Confluent Hub Client

Confluent Hub Client is installed in the Docker image and can be used to install connectors from Confluent Hub.

Just run

confluent-hub install <connector> \
   --component-dir $CONNECT_HOME/plugins \
   --worker-configs $CONNECT_WORKER_CONFIG \
   --no-prompt

or use the convenience script confluent-hub-install which has all the required properties already set.

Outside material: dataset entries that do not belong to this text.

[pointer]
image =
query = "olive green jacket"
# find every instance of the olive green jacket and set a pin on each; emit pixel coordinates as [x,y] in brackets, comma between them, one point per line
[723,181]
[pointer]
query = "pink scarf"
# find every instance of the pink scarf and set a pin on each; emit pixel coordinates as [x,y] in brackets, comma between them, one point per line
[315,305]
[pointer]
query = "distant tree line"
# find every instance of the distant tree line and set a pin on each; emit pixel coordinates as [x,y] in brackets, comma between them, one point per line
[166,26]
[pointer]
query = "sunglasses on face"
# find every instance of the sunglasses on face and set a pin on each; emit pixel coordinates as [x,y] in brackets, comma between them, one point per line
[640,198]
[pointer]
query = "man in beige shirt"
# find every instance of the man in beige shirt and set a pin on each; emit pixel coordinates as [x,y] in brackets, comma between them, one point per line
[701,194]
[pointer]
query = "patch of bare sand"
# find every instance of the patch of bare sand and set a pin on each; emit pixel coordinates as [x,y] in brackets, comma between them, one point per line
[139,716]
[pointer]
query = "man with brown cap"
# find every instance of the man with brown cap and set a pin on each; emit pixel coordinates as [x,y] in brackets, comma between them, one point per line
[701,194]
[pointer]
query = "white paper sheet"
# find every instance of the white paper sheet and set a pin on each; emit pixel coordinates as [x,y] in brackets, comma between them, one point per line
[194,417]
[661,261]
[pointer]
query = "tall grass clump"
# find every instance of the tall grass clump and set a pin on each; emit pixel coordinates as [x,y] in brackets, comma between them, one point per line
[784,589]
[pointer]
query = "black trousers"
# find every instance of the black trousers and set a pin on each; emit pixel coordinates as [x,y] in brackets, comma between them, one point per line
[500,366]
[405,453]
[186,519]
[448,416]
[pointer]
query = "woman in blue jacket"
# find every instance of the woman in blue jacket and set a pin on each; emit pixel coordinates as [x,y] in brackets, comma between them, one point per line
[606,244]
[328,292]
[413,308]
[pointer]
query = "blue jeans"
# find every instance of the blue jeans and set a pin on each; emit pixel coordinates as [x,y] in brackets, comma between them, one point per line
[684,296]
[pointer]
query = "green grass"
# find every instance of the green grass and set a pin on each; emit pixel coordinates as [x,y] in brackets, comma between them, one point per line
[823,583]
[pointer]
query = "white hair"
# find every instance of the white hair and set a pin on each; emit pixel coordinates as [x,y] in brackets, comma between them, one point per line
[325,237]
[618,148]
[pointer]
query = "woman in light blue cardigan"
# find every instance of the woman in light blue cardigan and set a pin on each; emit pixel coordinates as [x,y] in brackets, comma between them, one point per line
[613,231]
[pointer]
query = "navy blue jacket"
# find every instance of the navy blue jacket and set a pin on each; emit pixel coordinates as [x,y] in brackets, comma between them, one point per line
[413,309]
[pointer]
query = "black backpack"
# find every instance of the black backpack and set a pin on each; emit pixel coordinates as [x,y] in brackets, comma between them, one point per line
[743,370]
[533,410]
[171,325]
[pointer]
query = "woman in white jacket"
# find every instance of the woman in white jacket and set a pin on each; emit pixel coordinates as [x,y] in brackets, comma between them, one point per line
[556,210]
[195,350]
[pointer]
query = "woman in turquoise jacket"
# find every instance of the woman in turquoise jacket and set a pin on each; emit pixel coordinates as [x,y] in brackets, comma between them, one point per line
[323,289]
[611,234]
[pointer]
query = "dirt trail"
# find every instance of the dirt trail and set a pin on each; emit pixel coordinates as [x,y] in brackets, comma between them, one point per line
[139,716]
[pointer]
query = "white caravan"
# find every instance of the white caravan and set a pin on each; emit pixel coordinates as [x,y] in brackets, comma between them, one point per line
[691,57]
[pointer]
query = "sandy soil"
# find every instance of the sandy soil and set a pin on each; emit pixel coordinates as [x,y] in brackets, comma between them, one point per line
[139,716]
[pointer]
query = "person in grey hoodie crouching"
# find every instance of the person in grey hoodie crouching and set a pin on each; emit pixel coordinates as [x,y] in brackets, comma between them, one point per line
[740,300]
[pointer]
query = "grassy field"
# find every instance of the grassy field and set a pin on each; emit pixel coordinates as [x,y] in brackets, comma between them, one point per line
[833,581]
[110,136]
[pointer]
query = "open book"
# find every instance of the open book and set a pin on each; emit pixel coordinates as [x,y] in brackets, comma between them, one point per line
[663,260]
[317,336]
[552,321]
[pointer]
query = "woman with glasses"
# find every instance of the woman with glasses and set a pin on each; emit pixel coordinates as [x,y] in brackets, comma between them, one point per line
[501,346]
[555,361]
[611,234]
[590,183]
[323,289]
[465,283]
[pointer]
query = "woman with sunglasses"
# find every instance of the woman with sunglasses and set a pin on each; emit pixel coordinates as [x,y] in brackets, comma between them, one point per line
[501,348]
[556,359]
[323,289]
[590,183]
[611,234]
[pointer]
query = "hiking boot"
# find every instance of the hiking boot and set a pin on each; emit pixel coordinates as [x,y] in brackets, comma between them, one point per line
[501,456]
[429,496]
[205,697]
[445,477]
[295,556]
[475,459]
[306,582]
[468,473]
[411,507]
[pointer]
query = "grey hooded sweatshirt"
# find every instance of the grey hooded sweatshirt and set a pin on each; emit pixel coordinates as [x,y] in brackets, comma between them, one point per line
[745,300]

confluent-hub-install <connector>

How to Install Other Plugins

If you want to install other Kafka Connect plugins (Connectors, SMT, etc.) you have two options:

  1. Create a Dockerfile and install the plugin with the confluent-hub CLI.
FROM rueedlinger/kafka-connect:4.0.0

# Install connectors from Confluent Hub with convenience script.
# This will install the plugin in $CONNECT_HOME/plugins
RUN confluent-hub-install confluentinc/kafka-connect-jdbc:10.0.1

# Or directly with confluent-hub CLI
# confluent-hub install confluentinc/kafka-connect-jdbc:10.0.1 \
#   --component-dir $CONNECT_HOME/plugins \
#   --worker-configs $CONNECT_WORKER_CONFIG \
#   --no-prompt
  1. Create a Dockerfile and place the connector in one of the Kafka Connect plugin directories.
FROM rueedlinger/kafka-connect:4.0.0

# Add the connector plugin to /usr/local/share/java
ADD connector.jar /usr/local/share/java

# Or add the connector $CONNECT_HOME/plugins
# ADD connector.jar $CONNECT_HOME/plugins

Note: If you want to install Kafka Consumer or Producer interceptors, you should place them in $CONNECT_HOME/jars. Because $CONNECT_HOME/jars is added to CLASSPATH when starting Apache Kafka Connect.